RecuperaBit
RecuperaBit copied to clipboard
tikzplot raises UnicodeDecodeError and terminates process
- The final
while True
loop should catch and ignore all exceptions (but print stack trace anyway). I know it's generally a bad idea to swallow exceptions (only if you don't print or log, and the program cannot possibly continue?). But individual commands failing should not corrupt internal state, and losing analysis data built over an hour is a terrible user experience. - Maybe you should add an option to save (eg. pickle/CPickle) the 7GB of RAM to a file, and reload it later on.
- The crash below.
- Notes: NTFS stores UTF-16 (unpaired surrogates allowed) which can be encoded as WTF-8. Python 2 has 8-bit bytes/str and arbitrary-bit unicode. For the minimum changes to your code, you could try latin1 instead of ascii.
> tikzplot 67
Traceback (most recent call last):
File "main.py", line 385, in <module>
main()
File "main.py", line 382, in main
interpret(cmd, arguments, parts, shorthands, args.outputdir)
File "main.py", line 171, in interpret
print utils.tikz_part(part)
File "/home/jimbo1qaz/Dropbox/encrypted/code/pypy/RecuperaBit/recuperabit/utils.py", line 310, in tikz_part
lines += [tikz_child(entry, 4)[0] for entry in (part.root, part.lost)]
File "/home/jimbo1qaz/Dropbox/encrypted/code/pypy/RecuperaBit/recuperabit/utils.py", line 283, in tikz_child
content, number = tikz_child(entry, padding+4)
File "/home/jimbo1qaz/Dropbox/encrypted/code/pypy/RecuperaBit/recuperabit/utils.py", line 283, in tikz_child
content, number = tikz_child(entry, padding+4)
File "/home/jimbo1qaz/Dropbox/encrypted/code/pypy/RecuperaBit/recuperabit/utils.py", line 283, in tikz_child
content, number = tikz_child(entry, padding+4)
File "/home/jimbo1qaz/Dropbox/encrypted/code/pypy/RecuperaBit/recuperabit/utils.py", line 283, in tikz_child
content, number = tikz_child(entry, padding+4)
File "/home/jimbo1qaz/Dropbox/encrypted/code/pypy/RecuperaBit/recuperabit/utils.py", line 280, in tikz_child
lines = [r'%schild {%s' % (pad, _tikz_repr(directory))]

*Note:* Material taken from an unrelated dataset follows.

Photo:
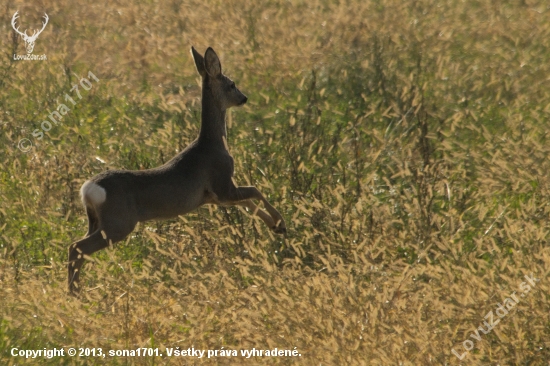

File "/home/jimbo1qaz/Dropbox/encrypted/code/pypy/RecuperaBit/recuperabit/utils.py", line 273, in _tikz_repr
_ltx_clean(node.index), _ltx_clean(node.name)
File "/home/jimbo1qaz/Dropbox/encrypted/code/pypy/RecuperaBit/recuperabit/utils.py", line 263, in _ltx_clean
clean = str(label).replace('$', r'\$').replace('_', r'\_')
UnicodeEncodeError: 'ascii' codec can't encode character u'\xf1' in position 11: ordinal not in range(128)
Git master 18090ab9355592b623200b9e3317e1a699d6909b Python 2.7.13 (8cdda8b8cdb8ff29d9e620cccd6c5edd2f2a23ec, Apr 16 2019, 18:25:57) [PyPy 7.1.1 with GCC 8.2.0]
All your comments are spot-on and I agree with what you say. I am actually surprised that somebody else tried the TikzPlot, it was left there just because I needed some figures in my thesis. 😄
Maybe you should add an option to save (eg. pickle/CPickle) the 7GB of RAM to a file
In the perspective of a future 2.0 version, I was thinking about using a more advanced file format, rather than the current savefile which is quite poor. It could be based on a SQLite DB so the RAM usage would considerably drop as well.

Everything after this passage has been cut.